Les audiences publiques ont par ailleurs marqué un changement dans les thématiques observées dans les discours médiatiques. En effet, le « potentiel hydroélectrique » n’était plus, à partir de cette date, amené de manière positive dans les discours, mais a été remplacé par la valeur de biodiversité, laquelle avait été prépondérante dans les discours des groupes scientifiques et environnementaux dans les mémoires remis aux audiences, et dont les phoques communs d’eau douce sont la figure principale. À partir de 2008, la thématique du paysage apparaissait, et contribuait à établir ce qui se rapprochait de plus en plus d’un argumentaire patrimonial. Ensuite, de 2008 à 2013, une période de négociations s’est installée. Les discours portant sur la valeur de biodiversité du bassin versant de la rivière Nastapoka sont demeurés les plus nombreux ; cette époque est toutefois marquée par une augmentation des discours de patrimoine tenus entre autres par la communauté scientifique (Bibaud et Grenier, 2012), de même que sur la valeur esthétique du paysage à laquelle a été attribuée une importance de plus en plus grande (Joliet, 2012).

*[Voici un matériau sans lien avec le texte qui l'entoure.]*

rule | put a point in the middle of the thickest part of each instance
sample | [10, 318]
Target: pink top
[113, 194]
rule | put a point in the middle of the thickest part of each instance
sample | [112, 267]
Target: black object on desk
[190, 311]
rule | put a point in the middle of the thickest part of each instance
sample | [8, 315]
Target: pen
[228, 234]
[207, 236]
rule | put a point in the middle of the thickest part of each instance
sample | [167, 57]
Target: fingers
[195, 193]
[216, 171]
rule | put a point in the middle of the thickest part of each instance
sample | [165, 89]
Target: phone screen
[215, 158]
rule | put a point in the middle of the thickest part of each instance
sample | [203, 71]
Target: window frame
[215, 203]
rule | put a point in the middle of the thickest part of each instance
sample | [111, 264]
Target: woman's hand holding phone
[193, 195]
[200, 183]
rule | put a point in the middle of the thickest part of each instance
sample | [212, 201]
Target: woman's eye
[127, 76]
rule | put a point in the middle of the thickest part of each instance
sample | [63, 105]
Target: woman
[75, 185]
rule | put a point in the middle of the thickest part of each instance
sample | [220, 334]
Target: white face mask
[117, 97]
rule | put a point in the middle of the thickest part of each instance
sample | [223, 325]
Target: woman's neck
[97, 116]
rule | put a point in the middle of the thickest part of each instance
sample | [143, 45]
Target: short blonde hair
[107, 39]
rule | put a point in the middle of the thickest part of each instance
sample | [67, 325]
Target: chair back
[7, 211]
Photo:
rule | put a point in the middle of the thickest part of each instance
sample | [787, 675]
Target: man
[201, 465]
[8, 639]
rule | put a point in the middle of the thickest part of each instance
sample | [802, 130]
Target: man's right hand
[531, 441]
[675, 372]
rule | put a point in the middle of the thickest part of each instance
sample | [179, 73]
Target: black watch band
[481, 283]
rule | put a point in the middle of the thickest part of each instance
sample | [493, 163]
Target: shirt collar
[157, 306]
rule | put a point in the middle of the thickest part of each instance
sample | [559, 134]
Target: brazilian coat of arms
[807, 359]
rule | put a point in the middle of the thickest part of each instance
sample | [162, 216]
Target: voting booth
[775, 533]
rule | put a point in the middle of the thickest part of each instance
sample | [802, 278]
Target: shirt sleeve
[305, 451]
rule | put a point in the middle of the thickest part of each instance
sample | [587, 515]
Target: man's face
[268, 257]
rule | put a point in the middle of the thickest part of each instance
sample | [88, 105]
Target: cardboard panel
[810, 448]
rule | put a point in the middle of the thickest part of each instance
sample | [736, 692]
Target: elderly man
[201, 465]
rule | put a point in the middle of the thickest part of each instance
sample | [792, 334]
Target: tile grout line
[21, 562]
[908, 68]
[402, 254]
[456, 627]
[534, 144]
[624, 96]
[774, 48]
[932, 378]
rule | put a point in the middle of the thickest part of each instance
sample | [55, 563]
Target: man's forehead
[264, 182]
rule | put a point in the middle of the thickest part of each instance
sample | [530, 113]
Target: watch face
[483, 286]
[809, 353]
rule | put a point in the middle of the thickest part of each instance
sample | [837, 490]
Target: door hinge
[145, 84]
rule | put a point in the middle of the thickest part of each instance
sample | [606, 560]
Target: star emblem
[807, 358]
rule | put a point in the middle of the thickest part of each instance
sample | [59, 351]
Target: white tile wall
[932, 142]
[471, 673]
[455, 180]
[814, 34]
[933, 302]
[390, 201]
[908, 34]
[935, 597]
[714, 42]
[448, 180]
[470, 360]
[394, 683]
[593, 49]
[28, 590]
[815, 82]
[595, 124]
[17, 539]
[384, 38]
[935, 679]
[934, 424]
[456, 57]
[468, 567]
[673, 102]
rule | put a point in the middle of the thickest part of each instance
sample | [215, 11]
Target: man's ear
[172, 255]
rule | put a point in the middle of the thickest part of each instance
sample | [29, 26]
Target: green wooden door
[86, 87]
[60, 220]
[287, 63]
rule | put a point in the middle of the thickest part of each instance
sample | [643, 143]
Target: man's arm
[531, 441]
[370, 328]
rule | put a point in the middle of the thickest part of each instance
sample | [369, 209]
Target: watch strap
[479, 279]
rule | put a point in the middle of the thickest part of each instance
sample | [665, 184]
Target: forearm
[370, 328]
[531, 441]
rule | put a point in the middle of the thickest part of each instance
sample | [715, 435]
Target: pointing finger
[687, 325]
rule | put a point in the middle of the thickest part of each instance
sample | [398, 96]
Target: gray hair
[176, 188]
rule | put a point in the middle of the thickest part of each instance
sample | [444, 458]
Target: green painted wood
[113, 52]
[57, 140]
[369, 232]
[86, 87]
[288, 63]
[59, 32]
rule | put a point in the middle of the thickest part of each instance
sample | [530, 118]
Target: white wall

En 2011, la tenue d’une cérémonie de rétablissement de la paix au pied de la chute Nastapoka est un événement hautement symbolique, qui a eu pour effet d’ancrer ce site dans le récit historique de la région. Cet événement représente, selon notre analyse, le jalon temporel le plus important de la phase de caractérisation. En ce sens, la cérémonie peut être interprétée comme une action discursive ayant eu une influence sur les représentations de cette parcelle du territoire, désormais symbolisée comme un site historique portant des valeurs de paix, de réconciliation et de collaboration entre les deux nations crie et inuit. Cette cérémonie était par ailleurs issue de la « découverte » par certains chercheurs d’histoires de conflits entre les deux nations présentes sur le territoire, à travers des études menées dans le cadre de l’État des connaissances, un recensement d’études scientifiques sur le

territoire du parc national prévu (ARK, 2007). Or, ces études ont été publiées dans un contexte où la création du Parc national Tursujuq permettait une collaboration entre des membres des communautés inuit et crie, toutes deux utilisatrices du territoire visé par le parc. La collaboration était vécue comme positive et saluée : la création d’un parc national en territoire partagé permettait, de cette façon, d’instaurer une meilleure cohabitation entre les deux communautés. L’appropriation de ces récits historiques et la mise en place d’une cérémonie formelle peut donc être comprise comme une volonté d’officialiser en quelque sorte cette collaboration, en l’associant avec un paysage symbolique, renforçant par la même occasion l’argument selon lequel l’embouchure de la Nastapoka devrait être considérée comme un site d’importance pour les populations locales et, donc, protégée par les limites du parc national. La cérémonie peut donc être considérée comme une action forte du processus de patrimonialisation de la rivière Nastapoka et plus spécifiquement du site à son embouchure : cet acte commémoratif associait le paysage à un système de valeurs et un récit historique, lui signifiant par le fait même une valeur symbolique, voire de sacralité.

Enfin, en 2012, l’annonce de la création du Parc national Tursujuq incluant la quasi-totalité du bassin versant de la rivière Nastapoka marque le dernier jalon temporel dans ce processus de patrimonialisation de la rivière Nastapoka, et correspond avec la seconde phase, soit celle de conservation. À partir de cette date, les discours lus dans les médias portaient principalement la thématique de la valeur esthétique du paysage dans une logique plus descriptive qu’argumentaire. L’inauguration officielle du parc national en 2013 établit pour sa part le début de la phase de mise en valeur, de laquelle nous ne pouvons traiter dans cette analyse puisqu’elle s’est mise en place très récemment.